Since performance on face recognition tasks tends to differ between the sexes (Cross, Cross, & Daly, 1971; Ino, Nakai, Azuma, Kimura, & Fukuyama, 2010; Lewin & Herlitz, 2002; Rehnman & Herlitz, 2006, 2007; Shaw & Skolnick, 1994, 1999; Wright & Sladden, 2003), the aim of present study was to investigate gender differences in the tendency to represent sets of faces in terms of a summary description. There is some indirect evidence to suggest that there may be gender differences in visual averaging. Females tend to process more contextual visual information, as compared with males (Barnett-Cowan, Dyde, Thompson, & Harris, 2010), who are more likely to adopt a local bias in visual processing (Phillips, Chapman, & Berry, 2004). Together with the evidence that distributed attention leads to more accurate mean estimations than does focused attention (Chong & Treisman, 2005), this implies that the more focused male processing style may be associated with a reduced tendency to process multiple items in order to extract a summary representation.

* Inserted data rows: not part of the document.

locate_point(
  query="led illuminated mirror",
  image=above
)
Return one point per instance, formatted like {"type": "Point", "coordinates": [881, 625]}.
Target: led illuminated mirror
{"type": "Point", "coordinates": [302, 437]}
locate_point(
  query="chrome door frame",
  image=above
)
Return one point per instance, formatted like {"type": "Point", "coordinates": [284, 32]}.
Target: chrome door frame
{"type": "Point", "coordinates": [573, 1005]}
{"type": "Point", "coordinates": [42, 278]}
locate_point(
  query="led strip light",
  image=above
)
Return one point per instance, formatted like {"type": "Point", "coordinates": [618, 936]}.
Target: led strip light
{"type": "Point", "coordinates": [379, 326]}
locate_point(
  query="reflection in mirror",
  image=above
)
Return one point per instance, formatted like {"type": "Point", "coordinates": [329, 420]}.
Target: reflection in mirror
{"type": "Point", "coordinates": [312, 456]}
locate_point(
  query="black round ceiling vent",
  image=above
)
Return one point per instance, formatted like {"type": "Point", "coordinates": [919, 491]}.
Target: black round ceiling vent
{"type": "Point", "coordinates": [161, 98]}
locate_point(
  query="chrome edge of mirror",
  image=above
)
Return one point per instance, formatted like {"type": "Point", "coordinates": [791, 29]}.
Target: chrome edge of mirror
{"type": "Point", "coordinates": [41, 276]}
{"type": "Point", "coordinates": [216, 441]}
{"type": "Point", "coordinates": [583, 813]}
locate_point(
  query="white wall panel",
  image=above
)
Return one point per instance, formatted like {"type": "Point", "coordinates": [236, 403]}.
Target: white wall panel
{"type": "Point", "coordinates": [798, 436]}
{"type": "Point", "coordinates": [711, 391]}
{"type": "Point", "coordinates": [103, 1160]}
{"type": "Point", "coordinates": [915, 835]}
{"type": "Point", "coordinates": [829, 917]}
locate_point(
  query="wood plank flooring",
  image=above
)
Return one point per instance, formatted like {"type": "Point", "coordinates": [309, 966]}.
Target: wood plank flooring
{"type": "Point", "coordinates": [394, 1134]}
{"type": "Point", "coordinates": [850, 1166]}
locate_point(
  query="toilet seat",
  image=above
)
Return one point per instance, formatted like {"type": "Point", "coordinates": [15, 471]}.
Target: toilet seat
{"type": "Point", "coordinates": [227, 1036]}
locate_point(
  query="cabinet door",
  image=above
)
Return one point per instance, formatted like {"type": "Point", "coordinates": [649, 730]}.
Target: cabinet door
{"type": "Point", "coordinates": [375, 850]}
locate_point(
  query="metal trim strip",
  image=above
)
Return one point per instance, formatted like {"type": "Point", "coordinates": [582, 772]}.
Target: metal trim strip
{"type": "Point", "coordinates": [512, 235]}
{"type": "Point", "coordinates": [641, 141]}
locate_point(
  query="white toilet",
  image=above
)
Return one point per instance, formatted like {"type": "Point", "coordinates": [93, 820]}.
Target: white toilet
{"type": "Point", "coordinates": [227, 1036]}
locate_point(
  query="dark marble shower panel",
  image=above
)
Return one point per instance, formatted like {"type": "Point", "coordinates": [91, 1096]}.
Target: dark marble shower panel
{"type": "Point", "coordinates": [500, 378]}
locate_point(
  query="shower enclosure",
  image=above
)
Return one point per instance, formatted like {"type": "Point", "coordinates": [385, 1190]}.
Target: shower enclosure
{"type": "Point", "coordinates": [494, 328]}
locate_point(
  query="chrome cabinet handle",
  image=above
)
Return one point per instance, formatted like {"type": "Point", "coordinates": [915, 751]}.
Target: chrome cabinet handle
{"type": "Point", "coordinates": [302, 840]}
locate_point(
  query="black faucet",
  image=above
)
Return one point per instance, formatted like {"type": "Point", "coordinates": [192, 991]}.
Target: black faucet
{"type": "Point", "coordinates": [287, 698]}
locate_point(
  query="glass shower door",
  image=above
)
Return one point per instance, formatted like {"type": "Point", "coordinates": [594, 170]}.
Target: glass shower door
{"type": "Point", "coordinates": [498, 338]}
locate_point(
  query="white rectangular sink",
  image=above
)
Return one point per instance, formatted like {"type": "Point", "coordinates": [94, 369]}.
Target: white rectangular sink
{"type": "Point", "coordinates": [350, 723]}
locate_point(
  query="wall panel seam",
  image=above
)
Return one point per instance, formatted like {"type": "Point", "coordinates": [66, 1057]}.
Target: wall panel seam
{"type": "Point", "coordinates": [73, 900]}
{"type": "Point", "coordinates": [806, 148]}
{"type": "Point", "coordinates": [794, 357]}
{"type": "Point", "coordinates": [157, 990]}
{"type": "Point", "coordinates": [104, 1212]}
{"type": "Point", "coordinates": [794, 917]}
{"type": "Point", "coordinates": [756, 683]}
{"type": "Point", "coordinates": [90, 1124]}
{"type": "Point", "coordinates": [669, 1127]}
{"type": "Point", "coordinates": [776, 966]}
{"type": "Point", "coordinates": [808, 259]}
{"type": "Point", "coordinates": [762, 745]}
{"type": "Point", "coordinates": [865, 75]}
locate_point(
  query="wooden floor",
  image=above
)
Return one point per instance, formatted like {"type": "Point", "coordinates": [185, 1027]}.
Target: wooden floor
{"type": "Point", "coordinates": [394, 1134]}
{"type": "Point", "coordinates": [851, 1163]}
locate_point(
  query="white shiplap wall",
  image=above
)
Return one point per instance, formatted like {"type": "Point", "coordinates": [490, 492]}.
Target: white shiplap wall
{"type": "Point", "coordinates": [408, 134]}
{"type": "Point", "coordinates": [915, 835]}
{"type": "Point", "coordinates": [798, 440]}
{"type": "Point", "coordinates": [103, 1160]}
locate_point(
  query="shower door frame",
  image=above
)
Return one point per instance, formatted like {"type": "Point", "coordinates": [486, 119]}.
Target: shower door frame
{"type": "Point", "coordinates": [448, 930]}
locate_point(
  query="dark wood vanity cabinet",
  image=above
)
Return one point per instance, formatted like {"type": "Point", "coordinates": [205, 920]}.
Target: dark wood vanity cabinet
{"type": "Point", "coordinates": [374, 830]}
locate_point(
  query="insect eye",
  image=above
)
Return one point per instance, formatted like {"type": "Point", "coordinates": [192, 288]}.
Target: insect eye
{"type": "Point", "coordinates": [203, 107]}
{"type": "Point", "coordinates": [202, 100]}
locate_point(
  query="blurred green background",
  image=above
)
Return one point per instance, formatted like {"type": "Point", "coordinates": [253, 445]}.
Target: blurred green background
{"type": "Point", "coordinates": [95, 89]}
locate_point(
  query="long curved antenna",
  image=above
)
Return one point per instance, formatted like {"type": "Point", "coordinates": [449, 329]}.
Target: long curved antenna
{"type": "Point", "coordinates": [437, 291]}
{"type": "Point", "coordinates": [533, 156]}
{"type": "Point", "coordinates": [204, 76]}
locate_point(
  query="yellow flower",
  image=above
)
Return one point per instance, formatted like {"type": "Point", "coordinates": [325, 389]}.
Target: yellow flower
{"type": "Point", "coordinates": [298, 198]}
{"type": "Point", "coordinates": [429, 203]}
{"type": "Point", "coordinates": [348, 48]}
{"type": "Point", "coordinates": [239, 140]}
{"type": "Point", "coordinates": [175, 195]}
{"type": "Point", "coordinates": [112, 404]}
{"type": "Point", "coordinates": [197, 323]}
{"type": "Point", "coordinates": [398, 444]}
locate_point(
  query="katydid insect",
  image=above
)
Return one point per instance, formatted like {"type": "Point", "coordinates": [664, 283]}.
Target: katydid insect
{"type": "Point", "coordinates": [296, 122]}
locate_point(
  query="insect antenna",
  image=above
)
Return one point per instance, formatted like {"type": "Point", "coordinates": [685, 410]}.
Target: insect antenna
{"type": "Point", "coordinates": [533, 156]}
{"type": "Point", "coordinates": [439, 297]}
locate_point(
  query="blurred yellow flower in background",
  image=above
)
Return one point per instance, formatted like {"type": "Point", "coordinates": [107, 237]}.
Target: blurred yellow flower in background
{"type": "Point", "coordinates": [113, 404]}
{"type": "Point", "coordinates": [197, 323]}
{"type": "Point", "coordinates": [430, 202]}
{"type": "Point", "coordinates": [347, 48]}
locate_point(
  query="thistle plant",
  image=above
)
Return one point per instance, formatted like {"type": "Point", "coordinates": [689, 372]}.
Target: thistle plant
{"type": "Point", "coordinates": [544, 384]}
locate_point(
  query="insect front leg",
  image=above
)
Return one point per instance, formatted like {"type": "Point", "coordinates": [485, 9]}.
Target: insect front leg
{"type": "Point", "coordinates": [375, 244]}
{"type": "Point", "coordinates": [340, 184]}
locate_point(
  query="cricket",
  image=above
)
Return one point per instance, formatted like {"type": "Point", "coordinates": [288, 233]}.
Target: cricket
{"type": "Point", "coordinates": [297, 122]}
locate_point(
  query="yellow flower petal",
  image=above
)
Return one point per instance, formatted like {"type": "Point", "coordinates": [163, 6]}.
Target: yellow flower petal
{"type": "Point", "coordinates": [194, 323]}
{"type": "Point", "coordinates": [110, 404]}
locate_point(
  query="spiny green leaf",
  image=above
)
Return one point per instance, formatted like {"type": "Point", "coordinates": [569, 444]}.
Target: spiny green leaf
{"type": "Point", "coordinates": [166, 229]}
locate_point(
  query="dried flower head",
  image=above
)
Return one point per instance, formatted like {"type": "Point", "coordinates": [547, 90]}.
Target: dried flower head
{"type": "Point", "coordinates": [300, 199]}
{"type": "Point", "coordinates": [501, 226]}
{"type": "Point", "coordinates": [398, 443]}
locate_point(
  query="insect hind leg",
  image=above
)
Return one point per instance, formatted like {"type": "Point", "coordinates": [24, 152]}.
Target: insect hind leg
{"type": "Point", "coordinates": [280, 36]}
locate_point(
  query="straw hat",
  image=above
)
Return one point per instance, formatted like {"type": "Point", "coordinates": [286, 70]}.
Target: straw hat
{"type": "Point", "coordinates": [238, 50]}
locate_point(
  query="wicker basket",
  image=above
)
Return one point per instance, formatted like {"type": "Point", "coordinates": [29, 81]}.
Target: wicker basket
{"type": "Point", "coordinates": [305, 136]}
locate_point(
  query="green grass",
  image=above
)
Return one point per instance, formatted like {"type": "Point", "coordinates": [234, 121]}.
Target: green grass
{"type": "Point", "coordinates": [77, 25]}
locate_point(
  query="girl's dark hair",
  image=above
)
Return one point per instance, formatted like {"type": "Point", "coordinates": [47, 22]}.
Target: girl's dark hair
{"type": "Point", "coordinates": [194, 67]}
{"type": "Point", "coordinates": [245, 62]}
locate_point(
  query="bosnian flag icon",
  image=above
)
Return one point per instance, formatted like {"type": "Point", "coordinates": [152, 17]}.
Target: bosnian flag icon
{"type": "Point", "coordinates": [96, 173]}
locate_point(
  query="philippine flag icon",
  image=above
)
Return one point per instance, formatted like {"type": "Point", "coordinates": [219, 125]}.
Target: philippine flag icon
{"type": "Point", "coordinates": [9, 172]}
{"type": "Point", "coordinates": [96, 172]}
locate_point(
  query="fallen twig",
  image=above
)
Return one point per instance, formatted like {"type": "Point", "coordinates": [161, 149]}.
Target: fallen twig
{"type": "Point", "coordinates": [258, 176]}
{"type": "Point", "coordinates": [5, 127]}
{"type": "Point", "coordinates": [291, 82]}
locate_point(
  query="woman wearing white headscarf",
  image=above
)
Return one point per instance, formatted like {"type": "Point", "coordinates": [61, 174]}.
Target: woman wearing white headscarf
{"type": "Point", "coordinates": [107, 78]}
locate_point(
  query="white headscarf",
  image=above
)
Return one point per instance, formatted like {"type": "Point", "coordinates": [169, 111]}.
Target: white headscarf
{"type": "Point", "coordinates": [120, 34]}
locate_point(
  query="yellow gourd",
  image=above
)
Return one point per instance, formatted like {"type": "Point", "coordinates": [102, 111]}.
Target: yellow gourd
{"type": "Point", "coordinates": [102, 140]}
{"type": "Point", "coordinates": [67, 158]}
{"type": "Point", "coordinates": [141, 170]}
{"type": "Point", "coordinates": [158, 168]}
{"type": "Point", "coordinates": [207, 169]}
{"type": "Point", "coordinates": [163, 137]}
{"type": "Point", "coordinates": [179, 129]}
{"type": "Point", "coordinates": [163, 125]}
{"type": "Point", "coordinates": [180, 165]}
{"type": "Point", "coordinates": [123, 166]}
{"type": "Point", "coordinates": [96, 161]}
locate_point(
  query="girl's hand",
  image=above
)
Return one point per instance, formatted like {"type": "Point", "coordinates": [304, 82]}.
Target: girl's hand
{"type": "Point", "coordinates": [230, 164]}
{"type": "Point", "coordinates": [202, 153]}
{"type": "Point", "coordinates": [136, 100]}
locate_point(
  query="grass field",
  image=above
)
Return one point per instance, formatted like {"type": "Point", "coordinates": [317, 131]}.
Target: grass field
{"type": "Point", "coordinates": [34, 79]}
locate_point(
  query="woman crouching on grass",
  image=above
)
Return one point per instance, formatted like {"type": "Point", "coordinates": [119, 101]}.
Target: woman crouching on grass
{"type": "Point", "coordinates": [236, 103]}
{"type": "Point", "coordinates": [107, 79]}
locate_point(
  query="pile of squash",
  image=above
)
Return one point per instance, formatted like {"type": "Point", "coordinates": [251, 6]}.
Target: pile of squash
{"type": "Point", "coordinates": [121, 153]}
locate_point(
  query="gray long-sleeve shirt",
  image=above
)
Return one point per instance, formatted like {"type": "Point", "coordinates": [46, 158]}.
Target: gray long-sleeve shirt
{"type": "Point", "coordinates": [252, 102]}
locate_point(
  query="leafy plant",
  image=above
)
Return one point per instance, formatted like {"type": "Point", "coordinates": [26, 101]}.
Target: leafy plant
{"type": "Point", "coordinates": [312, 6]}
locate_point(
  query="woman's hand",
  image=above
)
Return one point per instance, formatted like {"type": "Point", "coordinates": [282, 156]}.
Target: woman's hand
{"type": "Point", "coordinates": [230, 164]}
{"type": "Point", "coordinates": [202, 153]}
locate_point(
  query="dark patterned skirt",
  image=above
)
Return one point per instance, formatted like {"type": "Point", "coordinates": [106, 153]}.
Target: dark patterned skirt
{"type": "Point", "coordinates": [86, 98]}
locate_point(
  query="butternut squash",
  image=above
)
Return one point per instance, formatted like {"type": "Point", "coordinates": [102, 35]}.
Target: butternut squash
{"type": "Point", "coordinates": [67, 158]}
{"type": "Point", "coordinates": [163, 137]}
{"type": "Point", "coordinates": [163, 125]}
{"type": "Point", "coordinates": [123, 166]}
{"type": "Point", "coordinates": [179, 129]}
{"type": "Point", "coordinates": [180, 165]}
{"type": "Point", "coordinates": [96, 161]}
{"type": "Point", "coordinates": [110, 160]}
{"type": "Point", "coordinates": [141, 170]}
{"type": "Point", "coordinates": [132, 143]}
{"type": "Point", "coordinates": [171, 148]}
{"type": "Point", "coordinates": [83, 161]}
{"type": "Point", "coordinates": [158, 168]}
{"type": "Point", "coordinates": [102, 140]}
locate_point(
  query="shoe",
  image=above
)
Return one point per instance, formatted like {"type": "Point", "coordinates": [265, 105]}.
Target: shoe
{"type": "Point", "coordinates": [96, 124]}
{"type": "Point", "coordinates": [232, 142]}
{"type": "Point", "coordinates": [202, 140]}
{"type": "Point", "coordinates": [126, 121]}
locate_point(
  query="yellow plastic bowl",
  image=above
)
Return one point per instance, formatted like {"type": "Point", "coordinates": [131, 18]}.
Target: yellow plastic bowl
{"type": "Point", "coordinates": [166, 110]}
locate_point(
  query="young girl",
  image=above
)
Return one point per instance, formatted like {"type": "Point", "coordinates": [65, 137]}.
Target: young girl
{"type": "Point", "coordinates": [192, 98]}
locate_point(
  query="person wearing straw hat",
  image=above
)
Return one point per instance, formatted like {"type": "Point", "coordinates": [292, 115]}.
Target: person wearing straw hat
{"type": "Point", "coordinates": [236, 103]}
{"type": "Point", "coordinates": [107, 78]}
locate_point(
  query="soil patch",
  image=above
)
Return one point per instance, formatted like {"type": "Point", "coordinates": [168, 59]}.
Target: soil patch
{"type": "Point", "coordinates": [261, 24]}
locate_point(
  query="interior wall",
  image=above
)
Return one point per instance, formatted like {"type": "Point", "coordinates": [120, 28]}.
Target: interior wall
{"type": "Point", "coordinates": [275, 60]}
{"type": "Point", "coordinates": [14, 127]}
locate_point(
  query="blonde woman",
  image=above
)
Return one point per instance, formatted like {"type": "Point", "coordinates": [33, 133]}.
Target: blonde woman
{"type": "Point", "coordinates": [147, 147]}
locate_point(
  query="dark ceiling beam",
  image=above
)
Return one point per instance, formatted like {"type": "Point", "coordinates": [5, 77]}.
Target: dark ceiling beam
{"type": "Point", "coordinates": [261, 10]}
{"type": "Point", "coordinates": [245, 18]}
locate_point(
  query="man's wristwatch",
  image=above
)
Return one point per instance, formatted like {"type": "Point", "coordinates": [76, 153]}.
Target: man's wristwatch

An often reported finding is that females are better than males at recognizing female faces (Cross et al., 1971; Lewin & Herlitz, 2002; Rehnman & Herlitz, 2006, 2007; Shaw & Skolnick, 1994, 1999; Wright & Sladden, 2003), whereas male observers are sometimes better at recognizing male faces than female faces (Ino et al., 2010; Shaw & Skolnick, 1994, 1999; Wright & Sladden, 2003). The own-gender advantage in face recognition is generally explained in terms of differences in interest and motivation (McKelvie, Standing, St. Jean, & Law, 1993) or perceptual expertise (Lovén, Herlitz, & Rehnman, 2011). In the present article, we investigated whether the own-gender advantage would also be evident when observers had to indicate whether a test face had been present in a previously seen set of faces, and the face could be either a true set member or a morphed average of all set members. We argued that an own-gender advantage would lead to greater correct endorsement of set members and reduced incorrect endorsement of morphed average faces, for own-gender (vs. other-gender) faces.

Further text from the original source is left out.